"How many monthly active users do we have?" is a one-line question with a one-line answer that is almost always a lie. A flat MAU can be a stable product or a bucket leaking and refilling — and the single number cannot tell you which. A complete working through: the activity grain, the four-state machine, the FULL OUTER self-join that decomposes it, the frozen cohort, the retention triangle, and the dashboard that exposes the leak.
Every growth-stage data team eventually meets this question, and it is a trap disguised as a warm-up. It sounds like a SELECT COUNT and it is actually an accounting system.
"How would you measure whether this product is actually growing? Leadership reports MAU every month and it's been flat at ten million. Are we healthy?"
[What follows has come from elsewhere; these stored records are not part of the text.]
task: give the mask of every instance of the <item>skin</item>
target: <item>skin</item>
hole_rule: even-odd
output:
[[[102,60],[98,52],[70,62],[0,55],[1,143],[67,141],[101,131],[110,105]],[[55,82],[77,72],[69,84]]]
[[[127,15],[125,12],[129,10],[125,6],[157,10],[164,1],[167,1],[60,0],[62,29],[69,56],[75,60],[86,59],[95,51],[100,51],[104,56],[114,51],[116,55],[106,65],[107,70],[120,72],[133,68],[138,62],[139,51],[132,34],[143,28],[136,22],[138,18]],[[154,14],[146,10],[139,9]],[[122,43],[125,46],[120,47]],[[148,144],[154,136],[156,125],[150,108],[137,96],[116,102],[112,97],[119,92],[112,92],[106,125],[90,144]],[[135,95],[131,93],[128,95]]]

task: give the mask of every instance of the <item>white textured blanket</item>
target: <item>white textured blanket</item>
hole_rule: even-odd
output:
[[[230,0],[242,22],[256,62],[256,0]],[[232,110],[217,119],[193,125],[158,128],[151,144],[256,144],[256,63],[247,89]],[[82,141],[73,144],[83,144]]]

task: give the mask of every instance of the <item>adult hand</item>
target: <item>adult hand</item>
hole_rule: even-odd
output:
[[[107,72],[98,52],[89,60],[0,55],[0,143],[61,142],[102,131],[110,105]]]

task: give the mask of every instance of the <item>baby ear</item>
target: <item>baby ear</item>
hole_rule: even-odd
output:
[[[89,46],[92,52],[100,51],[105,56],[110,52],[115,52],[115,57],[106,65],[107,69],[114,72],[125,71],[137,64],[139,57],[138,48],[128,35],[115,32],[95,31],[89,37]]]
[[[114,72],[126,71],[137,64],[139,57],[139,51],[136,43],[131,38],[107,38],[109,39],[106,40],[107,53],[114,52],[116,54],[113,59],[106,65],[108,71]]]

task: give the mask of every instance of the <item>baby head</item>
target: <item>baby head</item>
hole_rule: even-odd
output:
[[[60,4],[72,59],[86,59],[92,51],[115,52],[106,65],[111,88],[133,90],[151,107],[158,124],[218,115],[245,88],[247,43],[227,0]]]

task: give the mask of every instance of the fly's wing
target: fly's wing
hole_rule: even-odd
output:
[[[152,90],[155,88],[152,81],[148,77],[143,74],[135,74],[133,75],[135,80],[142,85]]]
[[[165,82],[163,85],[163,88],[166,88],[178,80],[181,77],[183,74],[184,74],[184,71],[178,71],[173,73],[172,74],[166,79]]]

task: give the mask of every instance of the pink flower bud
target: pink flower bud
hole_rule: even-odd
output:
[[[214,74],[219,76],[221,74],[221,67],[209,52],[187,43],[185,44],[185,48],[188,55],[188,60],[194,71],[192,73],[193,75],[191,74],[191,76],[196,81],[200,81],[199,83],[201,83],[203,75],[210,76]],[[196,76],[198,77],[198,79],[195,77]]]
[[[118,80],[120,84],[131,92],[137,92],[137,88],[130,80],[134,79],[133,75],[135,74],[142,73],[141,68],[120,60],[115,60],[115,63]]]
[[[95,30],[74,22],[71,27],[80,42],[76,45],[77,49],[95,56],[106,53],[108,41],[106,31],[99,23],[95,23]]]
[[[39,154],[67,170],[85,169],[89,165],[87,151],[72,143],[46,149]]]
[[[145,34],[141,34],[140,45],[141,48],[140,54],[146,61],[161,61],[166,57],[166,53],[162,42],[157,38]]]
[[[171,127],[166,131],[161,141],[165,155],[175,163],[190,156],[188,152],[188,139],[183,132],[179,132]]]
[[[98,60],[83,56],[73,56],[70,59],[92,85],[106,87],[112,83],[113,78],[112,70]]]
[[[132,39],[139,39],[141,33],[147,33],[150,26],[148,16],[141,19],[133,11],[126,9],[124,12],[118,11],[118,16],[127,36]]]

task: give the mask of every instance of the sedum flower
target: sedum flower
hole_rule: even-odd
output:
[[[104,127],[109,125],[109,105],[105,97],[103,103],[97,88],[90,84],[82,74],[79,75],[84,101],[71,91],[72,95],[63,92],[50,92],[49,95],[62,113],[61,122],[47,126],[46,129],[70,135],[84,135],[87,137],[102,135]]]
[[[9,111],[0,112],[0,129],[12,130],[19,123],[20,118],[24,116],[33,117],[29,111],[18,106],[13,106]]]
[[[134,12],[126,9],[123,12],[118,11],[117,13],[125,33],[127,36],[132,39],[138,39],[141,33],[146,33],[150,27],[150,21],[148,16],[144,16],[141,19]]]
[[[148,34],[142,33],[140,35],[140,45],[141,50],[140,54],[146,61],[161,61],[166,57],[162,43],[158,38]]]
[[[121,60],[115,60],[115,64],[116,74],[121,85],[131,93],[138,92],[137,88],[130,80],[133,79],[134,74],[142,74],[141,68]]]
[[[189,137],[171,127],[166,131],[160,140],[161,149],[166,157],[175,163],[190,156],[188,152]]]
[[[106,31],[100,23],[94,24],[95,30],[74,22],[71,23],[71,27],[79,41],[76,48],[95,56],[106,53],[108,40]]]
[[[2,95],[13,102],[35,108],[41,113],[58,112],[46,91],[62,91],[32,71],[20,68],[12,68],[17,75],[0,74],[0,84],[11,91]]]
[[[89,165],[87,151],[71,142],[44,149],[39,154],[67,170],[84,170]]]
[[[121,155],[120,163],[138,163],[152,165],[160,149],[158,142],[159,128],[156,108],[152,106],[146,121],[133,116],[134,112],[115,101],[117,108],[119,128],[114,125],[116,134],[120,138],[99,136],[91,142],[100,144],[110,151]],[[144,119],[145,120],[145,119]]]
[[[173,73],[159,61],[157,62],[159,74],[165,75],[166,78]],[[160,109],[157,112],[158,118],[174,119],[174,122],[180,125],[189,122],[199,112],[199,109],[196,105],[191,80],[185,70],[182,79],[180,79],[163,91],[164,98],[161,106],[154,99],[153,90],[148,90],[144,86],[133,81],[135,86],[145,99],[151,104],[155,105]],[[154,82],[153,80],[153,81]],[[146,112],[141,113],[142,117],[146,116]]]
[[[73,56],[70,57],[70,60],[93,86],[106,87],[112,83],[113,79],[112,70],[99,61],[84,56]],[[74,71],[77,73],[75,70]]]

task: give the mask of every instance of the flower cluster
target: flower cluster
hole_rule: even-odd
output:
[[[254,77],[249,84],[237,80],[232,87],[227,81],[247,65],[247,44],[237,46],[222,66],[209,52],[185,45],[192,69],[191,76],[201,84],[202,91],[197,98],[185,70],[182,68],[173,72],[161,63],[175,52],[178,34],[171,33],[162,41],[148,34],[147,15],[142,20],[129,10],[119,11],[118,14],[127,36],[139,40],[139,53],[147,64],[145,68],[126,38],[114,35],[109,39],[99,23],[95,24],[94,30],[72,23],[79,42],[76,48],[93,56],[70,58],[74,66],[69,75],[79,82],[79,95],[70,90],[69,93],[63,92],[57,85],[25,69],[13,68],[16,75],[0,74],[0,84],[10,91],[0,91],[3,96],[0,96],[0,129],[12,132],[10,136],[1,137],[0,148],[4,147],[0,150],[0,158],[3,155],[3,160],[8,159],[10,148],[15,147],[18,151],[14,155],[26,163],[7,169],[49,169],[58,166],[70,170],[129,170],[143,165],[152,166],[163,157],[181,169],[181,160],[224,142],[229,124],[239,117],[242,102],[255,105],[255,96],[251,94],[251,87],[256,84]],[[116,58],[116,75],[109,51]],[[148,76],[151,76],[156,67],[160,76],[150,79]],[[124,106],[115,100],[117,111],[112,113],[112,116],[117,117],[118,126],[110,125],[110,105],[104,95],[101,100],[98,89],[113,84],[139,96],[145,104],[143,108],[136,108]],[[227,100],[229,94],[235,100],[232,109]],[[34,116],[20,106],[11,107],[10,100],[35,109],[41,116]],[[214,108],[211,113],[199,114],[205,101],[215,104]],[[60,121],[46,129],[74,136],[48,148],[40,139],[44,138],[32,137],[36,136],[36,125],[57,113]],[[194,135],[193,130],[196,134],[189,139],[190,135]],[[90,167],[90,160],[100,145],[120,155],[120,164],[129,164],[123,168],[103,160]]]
The junior answer is COUNT(DISTINCT user_id) over a trailing thirty-day window, and it is worse than useless because it radiates false confidence. Ten million active users this month and ten million last month is reported as "stable." But the same flat line describes a product that retained nine million and added one, and a product that retained three million, churned seven, and refilled the hole with seven million freshly-acquired strangers who will themselves be gone by summer. Those are not the same company. One has product-market fit; the other is renting its user base from the ad network and the lease is about to expire. A single scalar cannot distinguish a reservoir from a sieve.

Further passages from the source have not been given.